Today, we don’t observe mythological doctrines, yet we still contend with the question of how to deal with failure, and it is helpful to draw a distinction between failure in performance and failure in character. The lesson of the Bushido myth suggests we pay close attention to the nature of failure’s causes; while failure in performance can certainly result from failure in personal character, it is not always the root cause. At the same time, it should remain among the suspects. Misattribution of the causes lead to future failures, so success requires honest intellectual rigor. When failure occurs, consequences certainly follow and must be accepted. Those consequences may be dire, but they should never be so extreme that they are fatal to our learning. Any intellectual, emotional or actual version of Harakiri upon failure distracts us from determining if such a causal relationship truly exists and how it can be fixed.

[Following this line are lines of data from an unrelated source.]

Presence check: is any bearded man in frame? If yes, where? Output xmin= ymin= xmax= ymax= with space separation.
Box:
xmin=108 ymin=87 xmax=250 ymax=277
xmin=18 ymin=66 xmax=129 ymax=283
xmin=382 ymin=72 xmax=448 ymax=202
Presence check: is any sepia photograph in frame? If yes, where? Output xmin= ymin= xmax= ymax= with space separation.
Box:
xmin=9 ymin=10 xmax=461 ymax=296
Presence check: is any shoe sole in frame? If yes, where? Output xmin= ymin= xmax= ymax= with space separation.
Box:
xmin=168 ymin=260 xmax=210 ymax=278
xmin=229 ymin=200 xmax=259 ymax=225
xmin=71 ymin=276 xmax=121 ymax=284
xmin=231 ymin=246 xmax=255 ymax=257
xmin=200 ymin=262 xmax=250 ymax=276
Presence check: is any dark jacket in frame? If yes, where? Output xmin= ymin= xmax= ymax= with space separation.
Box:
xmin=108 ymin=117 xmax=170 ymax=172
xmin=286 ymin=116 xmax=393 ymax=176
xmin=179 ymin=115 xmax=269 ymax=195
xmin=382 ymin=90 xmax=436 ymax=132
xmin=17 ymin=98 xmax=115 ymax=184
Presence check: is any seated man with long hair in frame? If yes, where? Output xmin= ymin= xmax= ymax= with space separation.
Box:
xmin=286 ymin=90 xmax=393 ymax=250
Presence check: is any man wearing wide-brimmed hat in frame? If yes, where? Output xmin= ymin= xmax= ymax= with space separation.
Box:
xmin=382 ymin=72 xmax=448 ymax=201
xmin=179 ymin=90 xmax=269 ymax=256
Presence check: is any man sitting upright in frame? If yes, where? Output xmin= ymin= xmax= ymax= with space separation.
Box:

As it was for the Imperial Japanese military, proof of character can be found in real-world performance. Yet an idealized form of character that looks good on paper is no substitute for results in the field. Positive results are the product of years of learning, trial and error, and observation. Failure is an important part of that process because it draws our attention to lessons we must learn. If we abort the learning process, we disrupt and limit performance. If our intention is to perform well, whatever the context, learning from failure becomes a paramount virtue. Dealing with small failures as they occur can also prevent much larger failures down the road. The practice of ignoring or forgetting performance failure invites catastrophe and erodes personal character.
Character failures can be just as catastrophic and yet are far more insidious. Lapses in integrity, stewardship and other elements of personal character are hard-to-see and hard-to-admit root causes of failure. While these kinds of failures are hard to confront, even world-class performance cannot overcome uncorrected character flaws. We must consider character implications in every failure and do our best to fix any errors we find. Shouldn’t we expect such errors? The truth is that all men are corruptible. Good character is the exception to humanity’s rule. None of us can expect personal perfection. If we intend to improve upon that condition, it is important to admit the truth and realize that we commit ourselves to high moral standards in opposition to our own nature. That is not to suggest we should tolerate such failures. Tools do exist that help us to achieve excellent character in our lives; but lofty idealism, unrealistic expectations and mythic notions are not among them. Accountability, transparency and authenticity are far more valuable and effective for this purpose, and with them our character can improve even in the midst of failure.
As leaders, we must contend with the reality that failure both reveals and impacts our character. Self-destruction cannot restore lost honor, but the self-awareness failure produces can help us improve our character, developing honorable virtues like humility and perseverance. The best leaders are not those who never fail, but rather those who perform and deliver despite many failures. While Samurai folklore may have us believe that the only virtue in failure is in the Harakiri, the truth is the opposite. Failure has value not in the termination of thinking, but in the inspiration of thinking, and the latter is the beginning of honorable failure.